I'm trying to use census (aggregated) data to simulate the population for a city (~800,000 people). The desired end result is to have a separate record for each individual with their simulated gender, age, and family structure. I've managed to do the gender and age bit, but running into complex issues trying to do the family structure bit.
As a simple example, I know from the census that, in a small defined area, there are 'm' married couples. I have simulated their ages, and now I want to assign spouses. So I've randomly selected, for example, 'm' males aged 18 and over to represent my married men. Now, from the females, I need to randomly select appropriate matching spouses. By appropriate, I mean that I need to do according to the following distributions:
- 50% of the female spouses are either the same age as the male or up to a maximum of 5 years younger
- 26% of the female spouses are older than their male spouses, by a maximum of 10 years (higher probability to be closer in age than farther)

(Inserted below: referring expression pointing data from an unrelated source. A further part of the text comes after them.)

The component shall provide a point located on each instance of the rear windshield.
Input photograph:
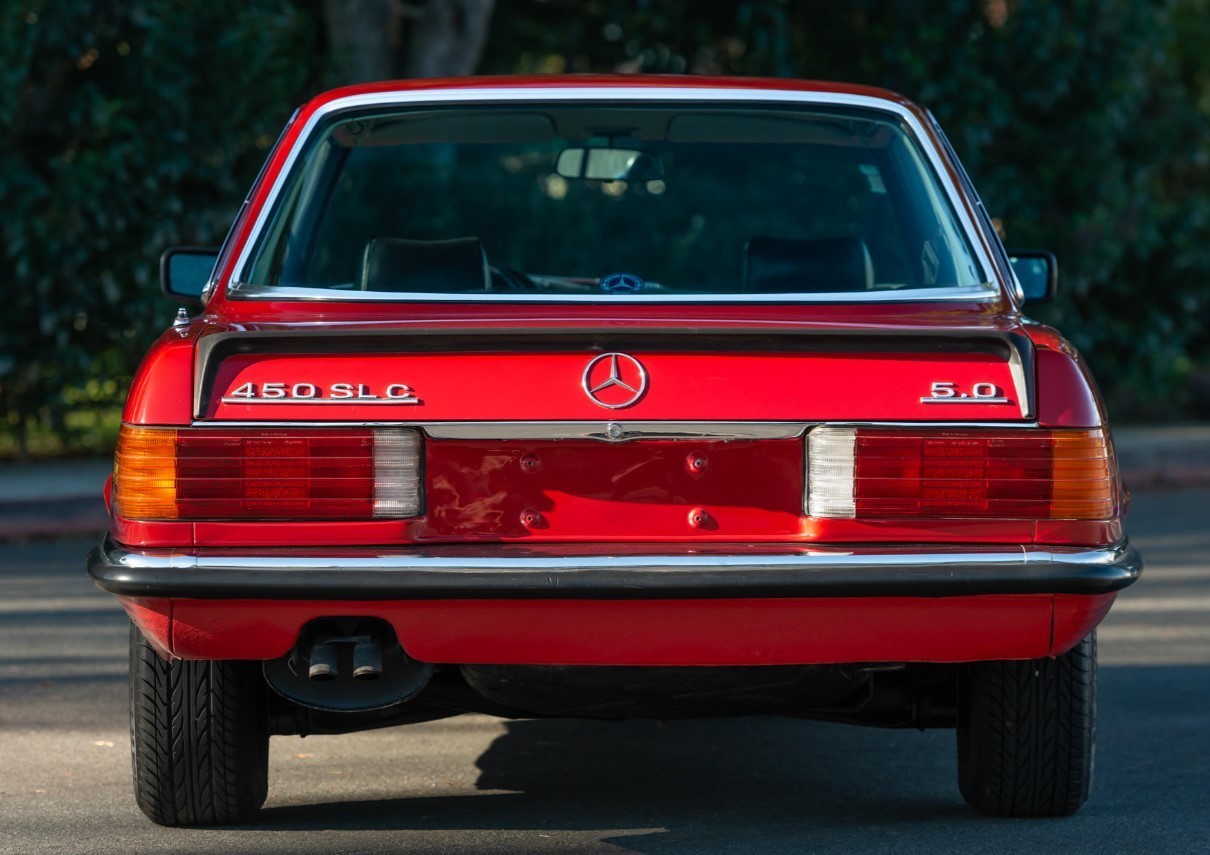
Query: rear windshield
(591, 202)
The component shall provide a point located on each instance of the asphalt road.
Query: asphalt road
(480, 785)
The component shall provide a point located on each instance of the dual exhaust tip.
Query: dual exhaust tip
(324, 662)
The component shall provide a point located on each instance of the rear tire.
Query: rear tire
(199, 738)
(1026, 733)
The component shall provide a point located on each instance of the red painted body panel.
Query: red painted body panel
(640, 492)
(657, 631)
(1066, 394)
(162, 391)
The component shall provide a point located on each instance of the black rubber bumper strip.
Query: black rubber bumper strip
(525, 573)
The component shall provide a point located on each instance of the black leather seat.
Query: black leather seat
(396, 264)
(775, 265)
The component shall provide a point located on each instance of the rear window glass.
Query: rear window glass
(606, 202)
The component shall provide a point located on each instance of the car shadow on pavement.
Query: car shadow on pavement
(563, 775)
(766, 784)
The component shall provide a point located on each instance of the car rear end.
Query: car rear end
(841, 479)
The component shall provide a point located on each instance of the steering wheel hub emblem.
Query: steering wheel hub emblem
(615, 380)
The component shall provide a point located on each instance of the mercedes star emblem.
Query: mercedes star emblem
(615, 380)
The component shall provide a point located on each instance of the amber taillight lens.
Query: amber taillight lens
(266, 474)
(881, 473)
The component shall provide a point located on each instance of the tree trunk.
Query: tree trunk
(445, 38)
(358, 40)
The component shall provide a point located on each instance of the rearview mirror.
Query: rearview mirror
(184, 272)
(1038, 273)
(610, 165)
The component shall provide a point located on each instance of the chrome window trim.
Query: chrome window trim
(615, 94)
(326, 295)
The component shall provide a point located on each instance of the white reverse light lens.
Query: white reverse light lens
(830, 473)
(396, 473)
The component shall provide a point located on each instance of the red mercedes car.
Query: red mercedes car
(611, 397)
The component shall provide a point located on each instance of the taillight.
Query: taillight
(266, 474)
(882, 473)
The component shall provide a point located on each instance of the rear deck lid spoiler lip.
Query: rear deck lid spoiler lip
(1013, 346)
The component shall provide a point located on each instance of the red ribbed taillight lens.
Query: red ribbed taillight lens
(881, 473)
(266, 474)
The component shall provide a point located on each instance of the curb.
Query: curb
(52, 518)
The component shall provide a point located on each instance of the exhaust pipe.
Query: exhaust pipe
(323, 664)
(347, 664)
(367, 659)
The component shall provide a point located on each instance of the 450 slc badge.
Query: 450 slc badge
(316, 393)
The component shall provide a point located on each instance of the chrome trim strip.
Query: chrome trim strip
(903, 295)
(616, 431)
(605, 431)
(615, 94)
(307, 402)
(612, 571)
(472, 559)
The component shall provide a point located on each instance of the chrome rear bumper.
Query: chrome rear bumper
(610, 572)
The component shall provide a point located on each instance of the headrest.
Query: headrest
(396, 264)
(827, 264)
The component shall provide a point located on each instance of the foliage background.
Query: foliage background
(127, 127)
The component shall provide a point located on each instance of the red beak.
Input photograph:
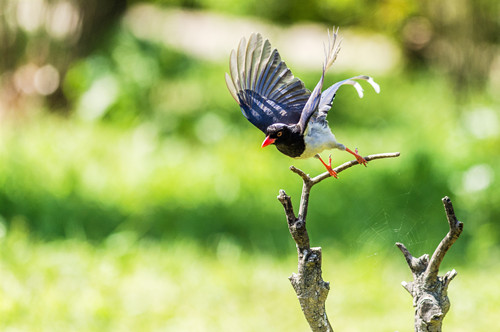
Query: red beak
(268, 141)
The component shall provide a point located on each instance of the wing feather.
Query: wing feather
(263, 85)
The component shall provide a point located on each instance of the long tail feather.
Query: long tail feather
(333, 48)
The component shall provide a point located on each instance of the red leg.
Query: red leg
(329, 166)
(360, 159)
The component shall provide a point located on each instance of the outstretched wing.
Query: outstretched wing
(263, 86)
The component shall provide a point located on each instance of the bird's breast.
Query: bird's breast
(317, 137)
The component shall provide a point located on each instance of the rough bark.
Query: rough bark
(430, 291)
(308, 283)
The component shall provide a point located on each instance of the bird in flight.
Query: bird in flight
(272, 99)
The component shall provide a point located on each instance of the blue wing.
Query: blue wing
(263, 86)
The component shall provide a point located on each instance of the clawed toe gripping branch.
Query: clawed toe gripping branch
(308, 283)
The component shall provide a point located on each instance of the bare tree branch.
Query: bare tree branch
(456, 228)
(429, 291)
(308, 283)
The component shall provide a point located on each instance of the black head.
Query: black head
(287, 139)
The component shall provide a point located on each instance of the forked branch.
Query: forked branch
(429, 291)
(308, 283)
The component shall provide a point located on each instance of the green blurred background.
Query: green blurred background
(135, 195)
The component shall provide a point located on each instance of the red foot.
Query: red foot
(361, 160)
(329, 166)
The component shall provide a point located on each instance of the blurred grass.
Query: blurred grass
(205, 175)
(126, 284)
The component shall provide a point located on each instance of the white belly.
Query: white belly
(318, 137)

- 24% of the female spouses are between five and twelve years younger than the male, with, again, to keep it simple, a simple inverse linear relationship (i.e. higher probability to be closer in age than farther; though simplest would be to just use a uniform distribution, which is also okay - will just be stated in "assumptions")
- The overall mean age difference is 2.5 years (older males)
Any thoughts, suggestions, code, solutions....anything at all would be much appreciated. I'm sure this will just keep getting complicated, but one step at a time!
Thank you for the post...I think I need to clarify though. I'm not trying to simulate the spouse ages from scratch based on the requirements. Rather, I have two tables - one with all the simulated males, and one with all the simulated females. Now I need to do a matching within those rules.....hope that makes sense?